Resulting in an image like this:
Steps: 50, Sampler: Euler a, CFG scale: 7, Seed: 2946328922, Size: 512x512. Denoising strength: 0.75, Mask blur: 4
Note: that the closer you sketch including with colours, the more likely, the generated image will also resemble the design you made. You also don’t have to draw something from scratch. You could use the sketch functionality to modify an existing image. For example, if I used a prompt to generate a plushy toy of Deadpool.
"a beautiful photo of a plushy deadpool teddy bear, trending on instagram"
Plushy toy of Deadpool. Steps: 20, Sampler: Euler a, CFG scale: 7, Seed: 1261681766.
I could with the sketch function, look to remove the teddy bear ears which was generated. By drawing on top of it, I could then ask Stable Diffusion to generate me a similar image but without the ears or with the ears being replaced by something else.
Using the sketch functionality to get rid of the teddy bear ears on the Deadpool pushy.
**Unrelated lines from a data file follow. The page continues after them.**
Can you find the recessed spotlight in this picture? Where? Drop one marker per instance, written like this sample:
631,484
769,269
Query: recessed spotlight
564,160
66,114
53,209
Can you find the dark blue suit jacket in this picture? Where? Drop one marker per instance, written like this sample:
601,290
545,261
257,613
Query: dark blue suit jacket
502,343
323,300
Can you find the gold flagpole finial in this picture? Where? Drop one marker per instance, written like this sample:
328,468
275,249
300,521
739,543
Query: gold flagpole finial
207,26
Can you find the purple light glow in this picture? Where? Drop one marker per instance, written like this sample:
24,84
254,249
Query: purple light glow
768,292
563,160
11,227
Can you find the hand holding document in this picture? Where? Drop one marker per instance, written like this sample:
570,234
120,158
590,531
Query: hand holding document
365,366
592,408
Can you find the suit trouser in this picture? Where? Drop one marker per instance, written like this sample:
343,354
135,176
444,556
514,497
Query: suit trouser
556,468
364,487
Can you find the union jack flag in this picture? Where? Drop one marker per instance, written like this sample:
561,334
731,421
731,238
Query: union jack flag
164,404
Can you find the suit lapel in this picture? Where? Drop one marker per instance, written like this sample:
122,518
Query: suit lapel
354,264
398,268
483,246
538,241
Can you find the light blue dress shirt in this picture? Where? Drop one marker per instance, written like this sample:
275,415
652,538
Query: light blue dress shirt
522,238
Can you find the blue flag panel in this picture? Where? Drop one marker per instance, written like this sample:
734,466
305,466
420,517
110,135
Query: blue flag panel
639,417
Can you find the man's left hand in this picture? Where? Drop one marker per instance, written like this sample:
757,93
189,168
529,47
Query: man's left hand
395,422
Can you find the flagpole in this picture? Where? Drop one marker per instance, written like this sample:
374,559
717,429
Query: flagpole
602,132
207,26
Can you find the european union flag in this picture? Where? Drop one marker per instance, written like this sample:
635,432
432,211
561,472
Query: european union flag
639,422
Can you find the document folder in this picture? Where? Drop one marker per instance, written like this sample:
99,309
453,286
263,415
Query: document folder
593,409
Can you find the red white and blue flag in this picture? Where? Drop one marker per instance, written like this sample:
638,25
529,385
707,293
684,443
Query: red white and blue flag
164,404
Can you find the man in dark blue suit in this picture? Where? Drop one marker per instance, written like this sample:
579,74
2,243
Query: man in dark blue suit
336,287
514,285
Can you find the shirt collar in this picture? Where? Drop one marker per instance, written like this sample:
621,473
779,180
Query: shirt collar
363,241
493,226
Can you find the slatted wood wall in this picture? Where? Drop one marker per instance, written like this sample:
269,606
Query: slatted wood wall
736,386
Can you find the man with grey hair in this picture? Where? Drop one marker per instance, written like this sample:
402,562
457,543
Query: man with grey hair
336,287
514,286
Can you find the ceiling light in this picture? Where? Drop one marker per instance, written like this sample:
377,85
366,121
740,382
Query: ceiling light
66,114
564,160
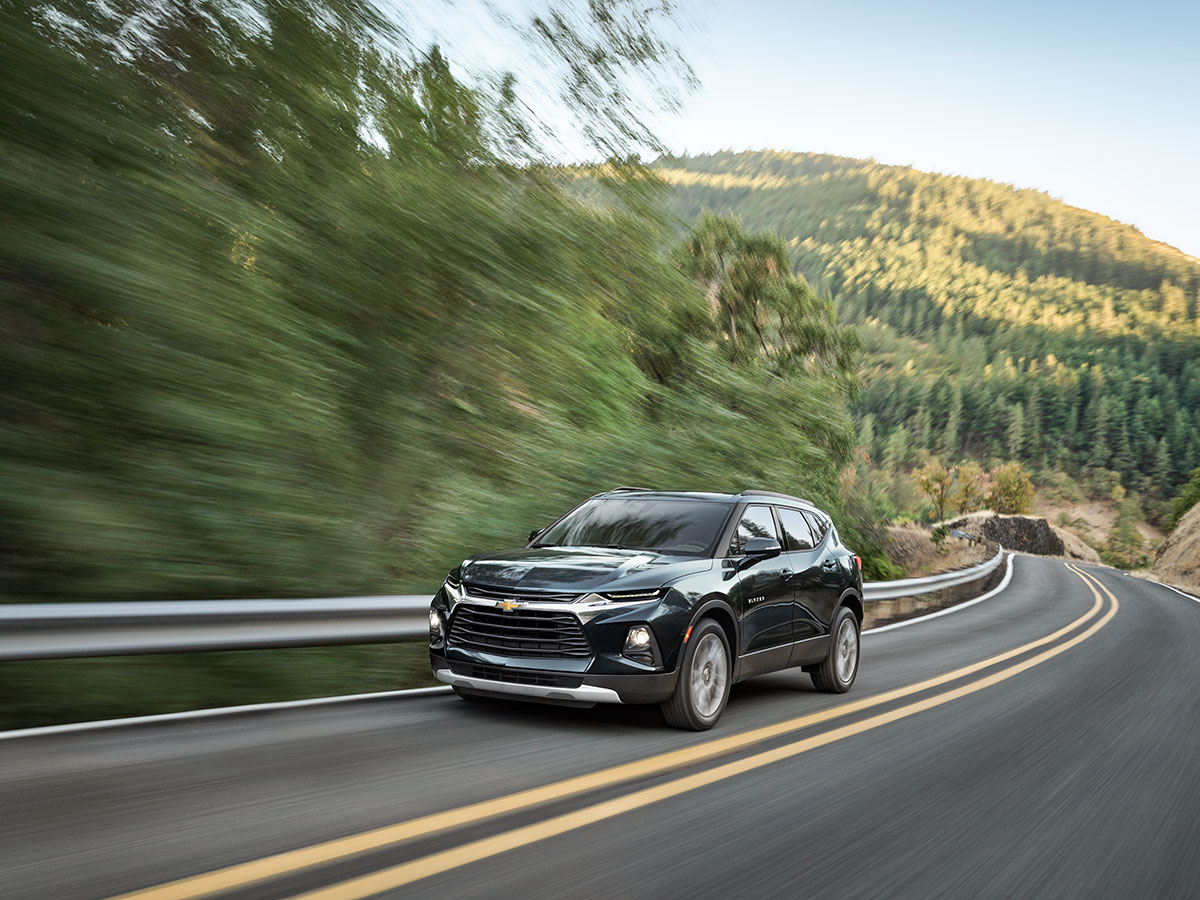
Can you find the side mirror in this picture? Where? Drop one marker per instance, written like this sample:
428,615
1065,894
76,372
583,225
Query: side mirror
762,547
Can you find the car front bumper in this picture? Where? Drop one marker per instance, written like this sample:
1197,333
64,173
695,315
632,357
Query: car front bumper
551,685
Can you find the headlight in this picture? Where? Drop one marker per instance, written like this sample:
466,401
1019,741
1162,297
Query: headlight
453,588
639,639
623,597
640,646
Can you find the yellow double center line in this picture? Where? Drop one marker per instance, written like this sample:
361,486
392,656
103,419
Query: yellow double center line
244,874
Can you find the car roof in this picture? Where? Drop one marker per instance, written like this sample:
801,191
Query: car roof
744,496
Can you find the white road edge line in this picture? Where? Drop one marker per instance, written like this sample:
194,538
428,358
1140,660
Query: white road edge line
947,611
73,727
77,727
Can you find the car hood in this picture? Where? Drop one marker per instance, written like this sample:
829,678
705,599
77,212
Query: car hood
579,569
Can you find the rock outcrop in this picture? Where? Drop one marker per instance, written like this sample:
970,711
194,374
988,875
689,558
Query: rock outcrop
1027,534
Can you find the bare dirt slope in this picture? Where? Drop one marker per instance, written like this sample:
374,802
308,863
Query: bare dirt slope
912,550
1092,520
1179,558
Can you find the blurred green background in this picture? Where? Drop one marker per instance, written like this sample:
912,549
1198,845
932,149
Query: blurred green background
291,311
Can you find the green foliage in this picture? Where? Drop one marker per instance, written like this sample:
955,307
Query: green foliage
1012,491
289,311
939,535
1125,546
975,487
997,323
935,481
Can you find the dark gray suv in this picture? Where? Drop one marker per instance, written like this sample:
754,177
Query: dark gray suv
654,597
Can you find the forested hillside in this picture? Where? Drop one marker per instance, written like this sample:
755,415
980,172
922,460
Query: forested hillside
999,323
291,311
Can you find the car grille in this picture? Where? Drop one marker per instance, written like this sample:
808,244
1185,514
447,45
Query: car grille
486,592
515,676
522,633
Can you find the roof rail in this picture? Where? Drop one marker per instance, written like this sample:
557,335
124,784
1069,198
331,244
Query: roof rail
777,493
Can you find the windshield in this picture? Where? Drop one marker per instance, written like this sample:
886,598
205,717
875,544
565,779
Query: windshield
677,527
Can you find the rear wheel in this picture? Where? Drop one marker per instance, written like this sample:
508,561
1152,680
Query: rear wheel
703,685
840,667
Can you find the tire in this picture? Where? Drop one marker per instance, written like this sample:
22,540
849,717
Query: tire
705,676
837,673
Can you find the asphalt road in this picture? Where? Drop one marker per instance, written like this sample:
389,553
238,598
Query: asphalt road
1044,743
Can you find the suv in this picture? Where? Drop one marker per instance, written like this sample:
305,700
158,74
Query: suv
654,597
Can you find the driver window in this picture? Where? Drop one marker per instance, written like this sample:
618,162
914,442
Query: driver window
756,522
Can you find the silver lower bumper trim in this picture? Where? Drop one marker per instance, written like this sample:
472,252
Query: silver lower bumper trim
583,694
Inpainting is one of the most popular image techniques on Stable Diffusion for 'restoring missing parts of pictures'. One can use inpainting for regenerating a part of an image which you might prefer to have something else than what was originally generated. This is quite a useful feature for both removing objects, adjusting what has been drawn with something else (e.g. faces) and so forth. As an example, let's say I have an image of a Spongebob-like character.
Prompt: "polaroid photo of bikini bottom". Seed: 4260603284.
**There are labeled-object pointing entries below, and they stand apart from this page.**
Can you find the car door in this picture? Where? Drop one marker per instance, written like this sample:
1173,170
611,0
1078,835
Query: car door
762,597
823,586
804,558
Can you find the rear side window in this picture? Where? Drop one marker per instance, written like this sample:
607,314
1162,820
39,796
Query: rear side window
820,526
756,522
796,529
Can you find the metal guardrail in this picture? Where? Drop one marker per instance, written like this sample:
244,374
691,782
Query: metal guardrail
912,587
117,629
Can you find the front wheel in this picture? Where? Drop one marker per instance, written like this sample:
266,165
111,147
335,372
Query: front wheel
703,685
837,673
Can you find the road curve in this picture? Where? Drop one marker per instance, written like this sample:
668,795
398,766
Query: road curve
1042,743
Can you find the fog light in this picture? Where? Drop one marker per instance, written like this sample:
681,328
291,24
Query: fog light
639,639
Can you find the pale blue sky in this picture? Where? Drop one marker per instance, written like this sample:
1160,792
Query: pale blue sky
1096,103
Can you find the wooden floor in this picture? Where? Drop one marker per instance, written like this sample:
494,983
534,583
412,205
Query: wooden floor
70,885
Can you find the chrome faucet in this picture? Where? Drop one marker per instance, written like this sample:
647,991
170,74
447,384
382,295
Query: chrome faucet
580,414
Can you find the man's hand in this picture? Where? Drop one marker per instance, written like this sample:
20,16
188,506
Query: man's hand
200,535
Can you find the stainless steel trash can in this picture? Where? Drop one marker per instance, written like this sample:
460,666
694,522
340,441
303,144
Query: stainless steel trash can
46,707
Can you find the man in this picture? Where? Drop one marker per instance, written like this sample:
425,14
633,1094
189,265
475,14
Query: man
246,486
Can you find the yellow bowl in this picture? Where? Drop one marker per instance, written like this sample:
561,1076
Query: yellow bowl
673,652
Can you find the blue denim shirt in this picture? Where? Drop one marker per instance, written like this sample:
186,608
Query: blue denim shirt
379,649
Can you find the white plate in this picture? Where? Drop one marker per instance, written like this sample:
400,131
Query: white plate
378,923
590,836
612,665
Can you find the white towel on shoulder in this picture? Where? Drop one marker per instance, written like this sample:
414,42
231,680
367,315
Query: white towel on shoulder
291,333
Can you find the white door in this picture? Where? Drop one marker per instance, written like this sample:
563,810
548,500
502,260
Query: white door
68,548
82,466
With in-painting, if I wished to remove the wacky arms that Stable Diffusion has generated, I could use mask tool to draw over the wacky arms. Without entering any prompt but keeping the seed and adjusting the denoising (here 0.6), I could then get the following results below.
Inpainting the wacky arms of the Spongebob like character
Inpaint sketch combines inpainting and sketch. It enables you to paint like in the sketch function but only regenerates the painted area. The unpainted areas are unchanged. Below are some examples:
Inpaint sketch say a turquoise shawl.
Results from the inpaint sketch of the image above.
The inpaint upload is similar to the inpaint, however it enables you to 'paint' (edit) the image on another program and then upload it to the Automatic1111 interface. For example if you wish to work on it on Photoshop or Figma, you could download the image, work on it and then upload both the original and the 'masked' re-worked version before re-generating the image.
The batch tab enables you to inpaint or perform image-to-image on multiple images. You would need to upload the files into the provided directory to batch the image tasks.
Interrogate CLIP and Interrogate DeepBooru are useful for getting prompt inspiration. They don't recreate the exact prompts for an image, but if you upload an image in the img2img tab, and then click on the button 'Interrogate CLIP', you will then get a prompt for the image.
Interrogate CLIP for prompts to an image
The main difference between CLIP and DeepBooru, is that the DeepBooru model is more optimised for giving prompts for anime images.